Os rufiões, dois homens com armaduras metálicas e alabardas, acompanhado de um brutamontes com um machado imenso e dois magos posicionados ons telhados se mostraram mais do que apenas bandidos de rua, e uma terrível batalha foi travada em meio aos casebres de madeira, mas, como proferiu Galdir antes do confronto começar, a justiça foi feita.
Exaustos e feridos, decidem retornar à estalagem para dormir e se preparar para a nova aventura que os espera no dia seguinte: investigar os ataques às caravanas de fazendeiros.

quinta-feira, 29 de maio de 2008

Aqui nascem novos heróis!

"Neve Morta nunca esteve tão lívida. Todas essas pessoas correndo atrás de riqueza instantânea ao encontrar resíduos dourados nas pedras do rio Lança de Gelo que escorrem entre as montanhas... Mas não é só o ouro que escorre por entre os dedos.

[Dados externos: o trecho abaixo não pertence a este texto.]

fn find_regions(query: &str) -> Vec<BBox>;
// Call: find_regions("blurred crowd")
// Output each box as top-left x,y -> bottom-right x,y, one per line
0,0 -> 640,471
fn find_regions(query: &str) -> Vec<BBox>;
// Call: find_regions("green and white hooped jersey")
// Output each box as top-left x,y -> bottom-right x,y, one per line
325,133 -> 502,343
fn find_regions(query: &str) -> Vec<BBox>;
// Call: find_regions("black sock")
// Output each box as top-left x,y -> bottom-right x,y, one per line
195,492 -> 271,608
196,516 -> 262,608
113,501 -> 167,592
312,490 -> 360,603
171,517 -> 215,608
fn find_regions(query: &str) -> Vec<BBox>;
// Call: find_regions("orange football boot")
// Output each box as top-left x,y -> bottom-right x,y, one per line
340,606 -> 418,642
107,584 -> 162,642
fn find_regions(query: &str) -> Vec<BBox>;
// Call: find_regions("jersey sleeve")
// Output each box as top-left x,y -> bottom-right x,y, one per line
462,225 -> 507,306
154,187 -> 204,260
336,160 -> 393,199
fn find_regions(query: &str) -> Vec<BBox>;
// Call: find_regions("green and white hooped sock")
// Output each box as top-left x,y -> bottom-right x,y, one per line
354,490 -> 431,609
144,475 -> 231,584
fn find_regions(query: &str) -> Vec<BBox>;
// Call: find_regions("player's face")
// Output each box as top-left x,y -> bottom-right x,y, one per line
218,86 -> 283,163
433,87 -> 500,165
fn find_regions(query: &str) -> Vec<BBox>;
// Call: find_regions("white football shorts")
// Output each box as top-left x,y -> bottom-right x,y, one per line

A virtude também se esvai dos pratos dos garimpeiros à medida que o tão esperado brilho dourado vai ficando mais e mais raro de se ver no seu prato (embora nem sempre no prato dos seus confrades).
E, como se a pequena vila já não tivesse problemas o bastante com todos esses doentes da "Febre do Ouro", ainda existe a ameaça recém-descoberta por um grupo de honrados aventureiros que os orcs também possuem olhos cobiçosos sobre Neve Morta.
E, tendo tudo isso em vista, eu pergunto a vocês, errantes amigos: O que mais um grupo de jovens e ávidos aventureiros poderia pedir aos deuses?"

E, após ouvir as palavras do menestrel errante chamado Zaßdys (pronucia-se com um "s" arrastado, como se por preguiça - como ele mesmo costuma dizer - Zassssdys) não havia mais dúvidas do destino dessa jornada: Neve Morta!

Passados longos dias de caminhada, a reconfortante visão de uma cidade aconchegante e de aventuras iminentes finalmente acha seu lugar em meio à neve e poeira. Neve Morta parece-se realmente com aquilo que todos já haviam ouvido falar: uma antiga cidade anã, famosa pelas minas de ferro, agora era um entreposto comercial e agrícola próspero. Porém, olhando para fora das muralhas da cidade, era possível ver a vila de garimpeiros, a propósito zuadentos e mal-educados, que se formou por causa do desejo de riqueza escondido entre os córregos que fluem para o rio Lança de Gelo. Conhecida entre os locais por Vila da Neve, esse aglomerado de pessoas mudou radicalmente o estilo de vida de todos os habitantes de Neve Morta, e com certeza seria uma excelente fonte de pistas para várias aventuras excitantes e perigosas!

Cansados da viagem, mas cheios de expectativas, todos decidem rumar até a estalagem mais próxima para uma refeição quente e uma conversa calorosa com os locais.